Principal Component Analysis (PCA) is a widely used dimensionality reduction technique that transforms high-dimensional data into a lower-dimensional form while retaining as much variance as possible. In Scikit-learn, PCA is implemented through the PCA class in the sklearn.decomposition module.
Key Characteristics of PCA
- Variance Preservation: Maximizes the variance retained in the reduced dimensions.
- Linear Transformation: Projects data onto orthogonal axes (principal components).
- Unsupervised Technique: Does not use class labels.
- Useful for Visualization: Reduces data to 2D or 3D for plotting.
- Preprocessing Step: Often used before clustering or classification.
Basic Rules for Using PCA
- Standardize the features before applying PCA.
- Use PCA primarily for numerical, continuous data.
- Choose the number of components to retain based on explained variance.

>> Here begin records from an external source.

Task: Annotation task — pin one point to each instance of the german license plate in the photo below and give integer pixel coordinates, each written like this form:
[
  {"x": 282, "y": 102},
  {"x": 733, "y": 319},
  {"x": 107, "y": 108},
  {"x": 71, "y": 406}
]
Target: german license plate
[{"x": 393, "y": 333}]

- PCA is sensitive to outliers.
- Avoid applying PCA blindly—check interpretability and effectiveness.
Syntax Table
| SL NO | Function | Syntax Example | Description |
|---|---|---|---|
| 1 | Import PCA | from sklearn.decomposition import PCA |
Load the PCA class |
| 2 | Instantiate PCA | pca = PCA(n_components=2) |
Set the number of components |
| 3 | Fit and Transform | X_pca = pca.fit_transform(X_scaled) |
Reduce dimensionality of data |
| 4 | Explained Variance | pca.explained_variance_ratio_ |
View variance retained by each component |
| 5 | Components Matrix | pca.components_ |
Access principal component vectors |
Syntax Explanation
1. Import PCA
What is it? Load the PCA class from the decomposition module.
from sklearn.decomposition import PCA
Explanation:
- This statement gives you access to the PCA toolset in Scikit-learn.
- It allows importing the class necessary to perform dimensionality reduction on a dataset using principal component analysis.
2. Instantiate PCA
What is it? Define how many principal components to retain in the reduced dataset.
pca = PCA(n_components=2)
Explanation:
n_componentsdetermines the dimensionality of the output:- If an integer: the number of principal components to keep.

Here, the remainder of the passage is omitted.